Observe that the simple equation given by (19) derived from the above ratio is of course well known to correspond to the ratio obtained by any point C at a distance x from point B on the line segment $\left|AB\right|$ of unit length. That is,

$$\frac{\left|AC\right|}{\left|CB\right|}=\frac{\left|CB\right|}{\left|AB\right|}⟹\frac{1-x}{x}=\frac{x}{1}.$$

With the help of the above equation, the golden ratio $\alpha$ is defined by the irrational number $\alpha =x=\frac{1+\sqrt{5}}{2}$ (cf. [3,4,5,7,15]).

Different forms of Equation (19) have also been studied by many researchers. A relation between the golden ratio and atomic structure has been studied using this ratio. In the work of Currie [5], we also see that the chart of nuclides is correctly understood by the golden ratio.
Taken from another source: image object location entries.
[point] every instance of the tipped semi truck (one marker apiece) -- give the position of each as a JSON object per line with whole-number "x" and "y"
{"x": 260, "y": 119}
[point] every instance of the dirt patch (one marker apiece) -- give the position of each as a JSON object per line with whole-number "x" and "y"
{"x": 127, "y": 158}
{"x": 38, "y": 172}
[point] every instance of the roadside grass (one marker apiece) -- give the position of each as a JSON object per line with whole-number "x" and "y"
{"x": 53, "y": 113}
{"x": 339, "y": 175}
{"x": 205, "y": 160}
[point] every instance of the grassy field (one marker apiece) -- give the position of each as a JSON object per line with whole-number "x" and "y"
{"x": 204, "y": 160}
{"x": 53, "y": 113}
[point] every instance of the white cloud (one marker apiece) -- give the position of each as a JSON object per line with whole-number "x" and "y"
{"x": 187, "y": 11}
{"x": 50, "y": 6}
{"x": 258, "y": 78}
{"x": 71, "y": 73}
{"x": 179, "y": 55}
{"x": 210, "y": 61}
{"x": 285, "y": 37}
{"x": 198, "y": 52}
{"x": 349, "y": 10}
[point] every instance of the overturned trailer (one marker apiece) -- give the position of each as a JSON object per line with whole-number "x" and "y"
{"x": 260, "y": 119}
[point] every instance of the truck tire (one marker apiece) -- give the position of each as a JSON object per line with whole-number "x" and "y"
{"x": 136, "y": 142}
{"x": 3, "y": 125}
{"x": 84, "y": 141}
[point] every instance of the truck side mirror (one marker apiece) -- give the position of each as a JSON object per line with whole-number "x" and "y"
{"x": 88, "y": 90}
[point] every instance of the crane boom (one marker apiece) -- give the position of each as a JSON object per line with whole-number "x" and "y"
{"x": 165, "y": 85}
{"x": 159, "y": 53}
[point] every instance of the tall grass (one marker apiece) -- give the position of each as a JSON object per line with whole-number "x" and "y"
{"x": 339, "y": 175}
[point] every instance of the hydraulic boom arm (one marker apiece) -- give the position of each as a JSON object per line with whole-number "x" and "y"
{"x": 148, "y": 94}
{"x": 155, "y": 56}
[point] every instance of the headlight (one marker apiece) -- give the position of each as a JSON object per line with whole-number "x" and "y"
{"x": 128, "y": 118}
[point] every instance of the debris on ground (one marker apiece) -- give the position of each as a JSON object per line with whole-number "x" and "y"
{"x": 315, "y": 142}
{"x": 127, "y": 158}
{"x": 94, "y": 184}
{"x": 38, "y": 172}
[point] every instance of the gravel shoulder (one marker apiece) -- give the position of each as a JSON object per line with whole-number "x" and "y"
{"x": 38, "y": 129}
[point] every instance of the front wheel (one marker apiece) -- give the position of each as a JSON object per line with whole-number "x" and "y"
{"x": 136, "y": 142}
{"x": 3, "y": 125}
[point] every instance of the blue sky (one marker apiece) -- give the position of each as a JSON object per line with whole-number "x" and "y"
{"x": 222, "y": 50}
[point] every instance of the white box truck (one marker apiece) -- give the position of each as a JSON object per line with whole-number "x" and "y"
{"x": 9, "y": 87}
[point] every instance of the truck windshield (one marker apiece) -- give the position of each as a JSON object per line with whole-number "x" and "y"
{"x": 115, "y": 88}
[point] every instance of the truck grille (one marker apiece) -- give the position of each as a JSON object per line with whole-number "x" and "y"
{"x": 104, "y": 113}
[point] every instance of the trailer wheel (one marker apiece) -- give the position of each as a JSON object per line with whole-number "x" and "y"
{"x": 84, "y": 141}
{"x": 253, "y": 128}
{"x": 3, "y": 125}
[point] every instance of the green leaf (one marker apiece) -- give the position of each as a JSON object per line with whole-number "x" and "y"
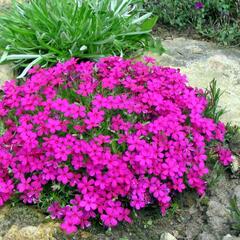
{"x": 149, "y": 23}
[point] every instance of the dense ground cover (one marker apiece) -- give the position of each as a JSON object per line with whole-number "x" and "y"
{"x": 94, "y": 140}
{"x": 218, "y": 20}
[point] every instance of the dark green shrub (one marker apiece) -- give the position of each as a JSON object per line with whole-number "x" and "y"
{"x": 42, "y": 31}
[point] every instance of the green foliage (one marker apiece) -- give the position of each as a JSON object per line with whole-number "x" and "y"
{"x": 213, "y": 95}
{"x": 218, "y": 19}
{"x": 44, "y": 32}
{"x": 235, "y": 213}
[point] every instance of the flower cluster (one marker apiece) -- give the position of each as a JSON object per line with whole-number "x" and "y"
{"x": 119, "y": 134}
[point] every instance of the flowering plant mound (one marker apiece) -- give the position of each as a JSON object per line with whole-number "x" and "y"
{"x": 116, "y": 134}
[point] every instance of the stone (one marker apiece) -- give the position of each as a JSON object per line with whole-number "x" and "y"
{"x": 206, "y": 236}
{"x": 236, "y": 193}
{"x": 235, "y": 166}
{"x": 219, "y": 217}
{"x": 6, "y": 73}
{"x": 41, "y": 232}
{"x": 202, "y": 62}
{"x": 167, "y": 236}
{"x": 230, "y": 237}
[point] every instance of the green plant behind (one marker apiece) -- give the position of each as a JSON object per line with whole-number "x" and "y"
{"x": 45, "y": 32}
{"x": 218, "y": 20}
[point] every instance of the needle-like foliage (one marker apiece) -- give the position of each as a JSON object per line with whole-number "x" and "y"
{"x": 43, "y": 31}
It is seen that a relation between the atomic numbers of the elements in the periodic system is given by the golden ratio. In addition, this ratio gives relations among the number of protons, the number of neutrons, and the number of electrons. With this ratio, it is possible to predict the place and some fundamental properties of the elements that are still undiscovered in the periodic system. Considering the ongoing research today, it is a known fact that the periodic system has not been completed yet and that new elements will be added. Consequently, thanks to mathematical modeling involving the golden ratio, we can find some important information about possible new elements that are found. When considered mathematically, assumptions can be made in the investigation of the place and some fundamental properties of new elements in the periodic system, which can be well defined using the Fibonacci numbers in related models.
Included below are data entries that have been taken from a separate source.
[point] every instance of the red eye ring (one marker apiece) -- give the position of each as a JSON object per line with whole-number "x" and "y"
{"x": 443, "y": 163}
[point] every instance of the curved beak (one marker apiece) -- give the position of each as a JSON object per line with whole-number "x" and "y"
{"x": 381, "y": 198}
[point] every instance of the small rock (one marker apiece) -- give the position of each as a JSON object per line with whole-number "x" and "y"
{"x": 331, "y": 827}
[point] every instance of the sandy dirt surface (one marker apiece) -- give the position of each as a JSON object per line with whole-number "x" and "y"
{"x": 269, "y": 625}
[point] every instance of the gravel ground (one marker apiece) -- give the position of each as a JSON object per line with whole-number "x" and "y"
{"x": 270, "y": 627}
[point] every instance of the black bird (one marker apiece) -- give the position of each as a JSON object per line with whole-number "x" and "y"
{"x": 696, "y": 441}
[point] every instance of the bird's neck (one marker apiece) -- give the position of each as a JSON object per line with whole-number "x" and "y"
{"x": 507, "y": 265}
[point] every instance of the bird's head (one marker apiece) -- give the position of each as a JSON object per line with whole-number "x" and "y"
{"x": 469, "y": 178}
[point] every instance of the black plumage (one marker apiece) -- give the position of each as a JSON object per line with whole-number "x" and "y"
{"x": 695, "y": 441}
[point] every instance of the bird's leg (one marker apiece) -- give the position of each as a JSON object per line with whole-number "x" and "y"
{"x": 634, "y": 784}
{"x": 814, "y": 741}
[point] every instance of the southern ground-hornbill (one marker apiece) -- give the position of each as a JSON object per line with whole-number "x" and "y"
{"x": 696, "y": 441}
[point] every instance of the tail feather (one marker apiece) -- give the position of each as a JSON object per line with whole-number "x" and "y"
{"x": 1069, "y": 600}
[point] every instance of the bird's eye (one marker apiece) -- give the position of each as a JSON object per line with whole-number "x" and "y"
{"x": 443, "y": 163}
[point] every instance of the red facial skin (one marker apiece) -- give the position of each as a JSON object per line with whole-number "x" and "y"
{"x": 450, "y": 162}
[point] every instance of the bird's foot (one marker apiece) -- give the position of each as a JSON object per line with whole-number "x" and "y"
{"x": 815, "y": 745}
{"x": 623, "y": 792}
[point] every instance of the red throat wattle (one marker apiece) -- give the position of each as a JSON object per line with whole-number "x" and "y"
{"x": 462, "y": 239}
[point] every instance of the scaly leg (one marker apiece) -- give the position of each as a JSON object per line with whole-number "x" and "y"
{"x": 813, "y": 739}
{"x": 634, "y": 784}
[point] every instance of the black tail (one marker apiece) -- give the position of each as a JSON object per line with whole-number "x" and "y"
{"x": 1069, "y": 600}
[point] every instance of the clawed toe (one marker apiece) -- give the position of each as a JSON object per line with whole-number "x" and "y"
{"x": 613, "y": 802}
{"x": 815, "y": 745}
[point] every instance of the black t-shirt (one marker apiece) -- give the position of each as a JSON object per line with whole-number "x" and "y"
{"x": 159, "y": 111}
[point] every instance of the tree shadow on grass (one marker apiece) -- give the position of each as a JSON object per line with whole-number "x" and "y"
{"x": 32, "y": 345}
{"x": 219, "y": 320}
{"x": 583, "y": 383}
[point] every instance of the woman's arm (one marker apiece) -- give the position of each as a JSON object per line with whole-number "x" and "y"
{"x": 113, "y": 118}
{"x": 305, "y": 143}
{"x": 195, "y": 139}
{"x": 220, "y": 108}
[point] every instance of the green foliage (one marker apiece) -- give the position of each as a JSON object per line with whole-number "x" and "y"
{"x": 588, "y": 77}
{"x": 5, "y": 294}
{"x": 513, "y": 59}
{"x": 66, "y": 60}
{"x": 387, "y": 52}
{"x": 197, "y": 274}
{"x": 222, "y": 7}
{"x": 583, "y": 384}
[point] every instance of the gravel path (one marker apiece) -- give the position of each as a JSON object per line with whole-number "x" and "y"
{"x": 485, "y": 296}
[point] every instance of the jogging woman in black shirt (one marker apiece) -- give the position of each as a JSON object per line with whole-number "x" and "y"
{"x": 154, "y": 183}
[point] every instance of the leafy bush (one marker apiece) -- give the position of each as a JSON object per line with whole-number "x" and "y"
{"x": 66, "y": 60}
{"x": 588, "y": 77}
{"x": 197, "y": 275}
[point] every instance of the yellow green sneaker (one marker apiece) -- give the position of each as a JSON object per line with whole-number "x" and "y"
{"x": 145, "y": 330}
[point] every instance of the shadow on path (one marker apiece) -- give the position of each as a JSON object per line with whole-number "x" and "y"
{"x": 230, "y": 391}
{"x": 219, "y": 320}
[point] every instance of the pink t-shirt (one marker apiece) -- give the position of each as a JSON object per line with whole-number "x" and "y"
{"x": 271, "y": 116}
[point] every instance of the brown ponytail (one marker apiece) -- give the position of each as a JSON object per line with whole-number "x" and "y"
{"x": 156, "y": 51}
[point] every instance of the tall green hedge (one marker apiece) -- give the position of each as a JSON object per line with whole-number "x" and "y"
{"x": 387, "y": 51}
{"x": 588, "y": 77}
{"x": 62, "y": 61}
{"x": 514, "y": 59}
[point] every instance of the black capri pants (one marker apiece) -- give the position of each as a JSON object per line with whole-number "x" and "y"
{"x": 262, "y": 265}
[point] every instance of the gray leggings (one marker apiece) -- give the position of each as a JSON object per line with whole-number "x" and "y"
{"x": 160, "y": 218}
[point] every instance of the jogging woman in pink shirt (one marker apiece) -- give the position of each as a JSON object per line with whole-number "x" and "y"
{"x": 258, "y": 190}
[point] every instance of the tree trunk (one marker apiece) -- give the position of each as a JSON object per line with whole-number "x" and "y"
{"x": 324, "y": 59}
By using generating functions and well-known formulas involving the Fibonacci numbers and the Lucas numbers, we derive some new formulas related to the golden ratio, which is given by the Equation (13). Combining the golden ratio with this formula and the other formulas, we may get links between Z, N, and the limiting of the ratio $\frac{Z}{N}$.

5. Conclusions

In this paper, we introduced many new formulas, relations, and combinatorial sums involving the Fibonacci numbers, the Lucas numbers, the golden ratio, the Stirling numbers, special numbers, and the Chu–Vandermonde convolution formula. Many applications of the golden ratio with the Fibonacchi numbers related to the theory of chemistry have been given. The relations between these formulas and theory of chemistry were discussed in terms of the following question:

What are the uses and applications of these new formulas in other fields, especially in chemistry? We suggest the following directions for future investigations:

• We will investigate a partial answer to the above question;
• Using the results of this paper, new mathematical models, which are related to the golden ratio and also the structure of atomic nuclei of protons and neutrons, will be investigated.